Equity is the owner’s financial interest in real property. It is the difference between the property’s current value (or sales price) and the total debts (liens) secured by the property.

Core Formula

  • Equity = Market Value (or Sales Price) − Total Liens (loan balance + other liens)

What You Need for Exam Calculations

  • Purchase price and down payment % (to find the loan amount)
  • Loan balance at the time you’re asked about
    • If no payments have been made, the loan balance = original loan amount
    • If payments have been made, you’d need either:
      • an amortization schedule, or
      • info that lets you compute the remaining principal
  • Sales price (or current market value)

Quick Helpers

  • Down payment = Purchase Price × Down Payment %
  • Loan amount = Purchase Price − Down payment
  • Equity at sale (simple) = Sales Price − Loan Balance

Example (like your problem)

Mr. Johnson purchased a property for $125,000 with 12% cash down. He sold for $139,750 before making any payments.

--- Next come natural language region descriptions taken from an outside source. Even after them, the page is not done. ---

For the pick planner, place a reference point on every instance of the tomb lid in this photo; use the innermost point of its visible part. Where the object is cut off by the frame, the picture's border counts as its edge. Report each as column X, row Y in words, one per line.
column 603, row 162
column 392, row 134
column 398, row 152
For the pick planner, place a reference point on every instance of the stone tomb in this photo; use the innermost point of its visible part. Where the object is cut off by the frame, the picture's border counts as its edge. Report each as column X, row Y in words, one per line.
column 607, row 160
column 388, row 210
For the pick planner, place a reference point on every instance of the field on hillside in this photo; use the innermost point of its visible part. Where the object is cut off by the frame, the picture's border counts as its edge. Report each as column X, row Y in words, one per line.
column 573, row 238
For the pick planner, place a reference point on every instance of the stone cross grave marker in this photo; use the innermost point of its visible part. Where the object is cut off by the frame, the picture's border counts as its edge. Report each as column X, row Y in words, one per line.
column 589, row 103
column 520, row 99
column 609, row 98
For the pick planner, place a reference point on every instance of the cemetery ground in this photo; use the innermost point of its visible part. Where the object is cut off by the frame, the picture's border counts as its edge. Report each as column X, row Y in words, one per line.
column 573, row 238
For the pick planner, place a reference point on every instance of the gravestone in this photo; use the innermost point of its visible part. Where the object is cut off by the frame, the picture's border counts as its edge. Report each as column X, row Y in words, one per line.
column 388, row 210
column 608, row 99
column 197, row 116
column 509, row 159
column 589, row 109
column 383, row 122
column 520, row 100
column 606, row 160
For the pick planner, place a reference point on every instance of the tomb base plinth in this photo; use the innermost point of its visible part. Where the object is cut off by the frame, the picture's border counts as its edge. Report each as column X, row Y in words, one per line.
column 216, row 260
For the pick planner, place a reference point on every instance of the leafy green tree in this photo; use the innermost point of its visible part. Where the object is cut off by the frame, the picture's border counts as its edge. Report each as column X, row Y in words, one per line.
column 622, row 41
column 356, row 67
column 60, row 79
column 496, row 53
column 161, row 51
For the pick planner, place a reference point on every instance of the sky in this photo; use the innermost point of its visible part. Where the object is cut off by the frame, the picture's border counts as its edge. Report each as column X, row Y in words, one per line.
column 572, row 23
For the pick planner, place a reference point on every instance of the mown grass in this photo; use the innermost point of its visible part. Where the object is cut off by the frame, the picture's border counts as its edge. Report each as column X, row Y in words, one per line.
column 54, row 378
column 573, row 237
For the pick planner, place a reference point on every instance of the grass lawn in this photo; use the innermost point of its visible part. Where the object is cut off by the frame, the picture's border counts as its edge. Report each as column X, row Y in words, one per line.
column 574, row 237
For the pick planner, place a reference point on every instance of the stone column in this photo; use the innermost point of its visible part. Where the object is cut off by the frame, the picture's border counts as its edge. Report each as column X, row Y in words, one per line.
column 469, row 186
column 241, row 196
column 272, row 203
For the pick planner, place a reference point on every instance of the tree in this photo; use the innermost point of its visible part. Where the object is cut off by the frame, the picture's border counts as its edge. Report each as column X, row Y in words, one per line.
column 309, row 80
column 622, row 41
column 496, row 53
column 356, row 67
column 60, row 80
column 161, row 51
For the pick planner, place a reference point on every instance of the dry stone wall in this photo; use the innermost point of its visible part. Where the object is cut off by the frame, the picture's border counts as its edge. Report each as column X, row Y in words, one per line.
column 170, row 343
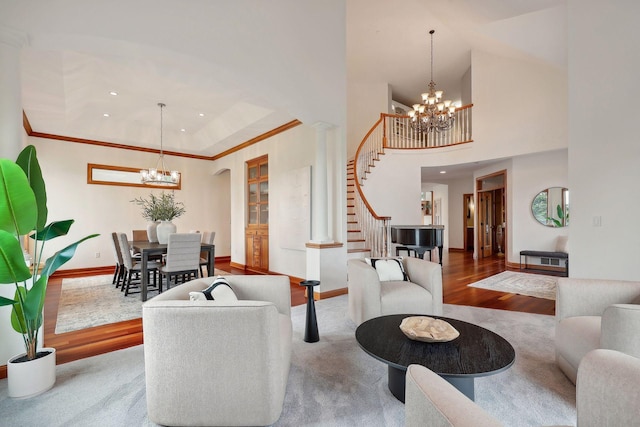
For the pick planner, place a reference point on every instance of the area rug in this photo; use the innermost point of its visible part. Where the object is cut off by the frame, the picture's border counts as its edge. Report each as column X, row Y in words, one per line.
column 533, row 285
column 91, row 301
column 332, row 382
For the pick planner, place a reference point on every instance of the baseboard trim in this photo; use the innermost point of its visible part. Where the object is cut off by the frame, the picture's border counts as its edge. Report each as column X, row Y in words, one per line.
column 78, row 272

  • Down payment = $125,000 × 0.12 = $15,000
  • Loan amount = $125,000 − $15,000 = $110,000
  • Since no payments were made: loan balance = $110,000
  • Equity at sale = $139,750 − $110,000 = $29,750

(Alternate check: equity = down payment + profit = $15,000 + ($139,750 − $125,000) = $15,000 + $14,750 = $29,750)

Exam Tip

  • Interest rate and payment amount often appear in the question, but if it says no payments were made, you usually don’t need amortization—the balance hasn’t changed.